Replies from: habryka4
comment by habryka (habryka4) · 2023-12-09T18:35:56.306Z · LW(p) · GW(p)

I would be really surprised if it added more than 4 posts to the review, and I am confident that at least 2 of those posts would seem really important for you and me to indeed be reviewed.

Replies from: Raemon
comment by Raemon · 2023-12-09T18:38:19.475Z · LW(p) · GW(p)

It current adds 128 posts (query I just ran was "has at least 1 positive vote" vs "has at least 2 positive votes". I'm not 100% sure what query you were planning)

I don't really get why it's worth reviewing bad posts that don't have at least 2 people who think they're good. (I buy that posts that at least some people think were good but are controversial might be interesting/important)

Replies from: habryka4
comment by habryka (habryka4) · 2023-12-09T21:45:16.082Z · LW(p) · GW(p)

Sorry, but that's a totally different query that has nothing to do with what I said?

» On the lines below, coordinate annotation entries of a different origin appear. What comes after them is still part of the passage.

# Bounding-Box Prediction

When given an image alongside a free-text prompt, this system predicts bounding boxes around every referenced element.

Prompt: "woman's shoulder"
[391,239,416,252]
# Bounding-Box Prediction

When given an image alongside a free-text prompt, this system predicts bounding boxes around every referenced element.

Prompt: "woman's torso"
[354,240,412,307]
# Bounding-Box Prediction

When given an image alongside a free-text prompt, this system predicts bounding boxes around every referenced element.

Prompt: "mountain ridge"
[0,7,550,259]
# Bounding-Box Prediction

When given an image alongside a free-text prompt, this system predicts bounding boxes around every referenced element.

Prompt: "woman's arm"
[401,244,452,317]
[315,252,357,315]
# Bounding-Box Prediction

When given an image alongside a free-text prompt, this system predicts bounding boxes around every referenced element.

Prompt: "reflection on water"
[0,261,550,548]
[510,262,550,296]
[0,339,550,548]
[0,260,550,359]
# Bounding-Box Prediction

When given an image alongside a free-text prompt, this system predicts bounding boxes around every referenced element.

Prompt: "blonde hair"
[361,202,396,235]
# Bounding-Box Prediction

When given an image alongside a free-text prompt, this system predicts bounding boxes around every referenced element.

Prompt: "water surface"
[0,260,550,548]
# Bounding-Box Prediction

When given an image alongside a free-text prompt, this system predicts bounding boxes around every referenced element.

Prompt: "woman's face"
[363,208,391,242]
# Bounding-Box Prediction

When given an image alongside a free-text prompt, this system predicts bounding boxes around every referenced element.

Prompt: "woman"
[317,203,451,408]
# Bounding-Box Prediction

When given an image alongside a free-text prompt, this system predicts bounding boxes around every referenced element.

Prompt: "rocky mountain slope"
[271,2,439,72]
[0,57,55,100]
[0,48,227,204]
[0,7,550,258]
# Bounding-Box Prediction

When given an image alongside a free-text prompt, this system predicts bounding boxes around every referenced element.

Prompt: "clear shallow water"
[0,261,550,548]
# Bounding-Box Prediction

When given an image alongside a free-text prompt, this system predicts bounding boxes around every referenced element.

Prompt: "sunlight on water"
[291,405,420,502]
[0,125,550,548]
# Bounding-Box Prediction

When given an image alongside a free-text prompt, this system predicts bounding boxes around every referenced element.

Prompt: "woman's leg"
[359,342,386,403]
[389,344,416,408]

What I said is let's add posts with at least two reviews, whether positive or negative? So you should compare "has at least 2 positive votes" to "has at least 2 non-zero votes". 

Negative votes have a ton of information in them! It means someone thought it was worth spending points sending an active signal that they thought the post was bad. For example, if everyone who votes thinks the Waluigi post, or the Simulators post, is bad, it would be terrible for us to not review them, given the importance they had in the discourse nevertheless. 

comment by habryka (habryka4) · 2023-12-08T00:35:54.383Z · LW(p) · GW(p)

Yep! That's what I would do.

comment by Review Bot · 2024-02-14T06:49:11.438Z · LW(p) · GW(p)

The LessWrong Review [? · GW] runs every year to select the posts that have most stood the test of time. This post is not yet eligible for review, but will be at the end of 2024. The top fifty or so posts are featured prominently on the site throughout the year.

Hopefully, the review is better than karma at judging enduring value. If we have accurate prediction markets on the review results, maybe we can have better incentives on LessWrong today. Will this post make the top fifty?

comment by Alex Vermillion (tomcatfish) · 2023-12-15T22:56:53.806Z · LW(p) · GW(p)

Just flagging as a thing to consider that several of my favorite posts this year were actually shortish sequences, and that if they make it it might be worth figuring out something nice to do for them. I suppose if they partially make it, that's a question too.